Les enchaînements de sauts, autrefois nommés exercices d’allegro, s’inscrivent dans la suite logique du déroulement du cours de danse et en sont l’aboutissement.

Le saut est un envol du corps dans l’espace : le danseur semble, le temps d’un instant, suspendu en l’air.

A.S. Paterson, saut en hauteur. Cliché : Sport & General Photograph, 1952
« Chez le sportif le saut est quantifiable et associé à la notion non d’envol mais de performance… »

Contrairement au sport, où le saut est quantifiable et associé à la notion, non d’envol mais de performance, le saut du danseur est un paradoxe.

Car nous sommes au théâtre.

Ainsi, le danseur doit masquer tout effort, élément perturbateur qui entrave la communication. Si le saut est le mouvement dansant qui exige l’effort le plus violent c’est aussi celui qui, paradoxalement, doit paraître le plus aisé.

Afin que cette action si complexe, née de l’esprit, soit perçue par le public comme danse, la maîtrise de la plasticité des formes est fondamentale. Sinon, et même à supposer que chaque geste soit parfaitement physiologique, nous resterions dans le domaine sportif.

Architecture des sauts

Jusqu’à la fin du 18ème siècle, le danseur quittait à peine le sol. La notion d’envol n’existait pas : seule la danse terre à terre existait. Puis, en France dès le début du 19ème siècle, des bouleversements dans la composition musicale suscitent, dans la danse, des innovations techniques hardies.

Représentée désormais dans des grands théâtres, la danse académique européenne introduit des plans fort étendus :

  • Un plan vertical (les sauts verticaux, c’est-à dire sur place telles les séries d’entrechats) ;
  • Un plan horizontal ou « parcours » (les sauts dits « de volée ») : chaussé des « bottes de sept lieues » le danseur traverse la scène en quelques bonds ;
  • Une pensée architecturale de l’espace : grandes traversées, diagonales et manèges, où la technique va se parer de toute sa virtuosité.

Plusieurs familles de sauts viennent habiter cet espace.

  • Saut avec appel et réception sur 2 pieds :

    Soubresaut, changement de pied, échappé, entrechat, tour en l’air en 5e ou en 2nde …

    A travers ces sauts, les plus élémentaires, également distribués pour ainsi dire autour de l’axe central, l’apprenti danseur aborde la notion de l’aplomb. Il développe aussi une puissance musculaire équivalente dans chaque jambe.

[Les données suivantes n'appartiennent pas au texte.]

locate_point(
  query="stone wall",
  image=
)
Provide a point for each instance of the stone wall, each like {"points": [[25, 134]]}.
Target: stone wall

  • Saut avec appel sur 2 pieds et réception sur 1 pied.

    C’est la très riche famille des sissonnes, déclinées dans toutes les positions (à la cheville, en retiré, à la 2nde, en 4e, en arabesque, en attitude), incluant tous les tours en l’air pris de 5ème et finissant sur une jambe.

  • Saut avec appel sur 1 pied et réception sur 2 pieds :

    C’est la grande famille des assemblés, dont les assemblés battus et en tournant.

    Dans ces deux familles apparaît déjà la notion de transfert de poids et de plastique : grâce au jeu des oppositions, le danseur donne à chaque position fondamentale un tracé précis, tant à l’envol qu’à la réception.

  • Saut avec appel sur 1 pied et réception sur le même pied.

    C’est la famille des temps levés, cabrioles, ballonnés.

  • Saut avec appel sur 1 pied et réception sur l’autre pied :

    C’est la famille des jetés - grand jeté, grand jeté en tournant, saut de basque, saut de chat, temps de flêche…

    Dans ces deux familles le corps se projette et « s’inscrit » dans l’espace, et la difficulté de « soutenir » les formes s’intensifie. Ici, la notion du torse moteur devient indispensable.

    Chacune de ces familles possède une couleur, un ressenti bien particulier ; la sissonne fait penser à une explosion, un jaillissement dans une direction donnée, tandis que le temps levé donne l’illusion que le corps fend l’espace. Quant au grand jeté, il ressemble à une enjambée aérienne.

Il est intéressant aussi de distinguer trois catégories de saut du point de vue des plans et de l’« aspect ». Selon leur dynamique, l’appui musical sera plus marqué vers le bas, ou vers le haut.

  • Les petits sauts et la petite batterie, danse dite terre-à-terre. L’accent musical est en bas :

    Exécutés verticalement ou lattéralement - d’où la valeur fonctionnelle de l’en-dehors - ces pas de base issus du Ballet de Cour peuvent être simples ou battus.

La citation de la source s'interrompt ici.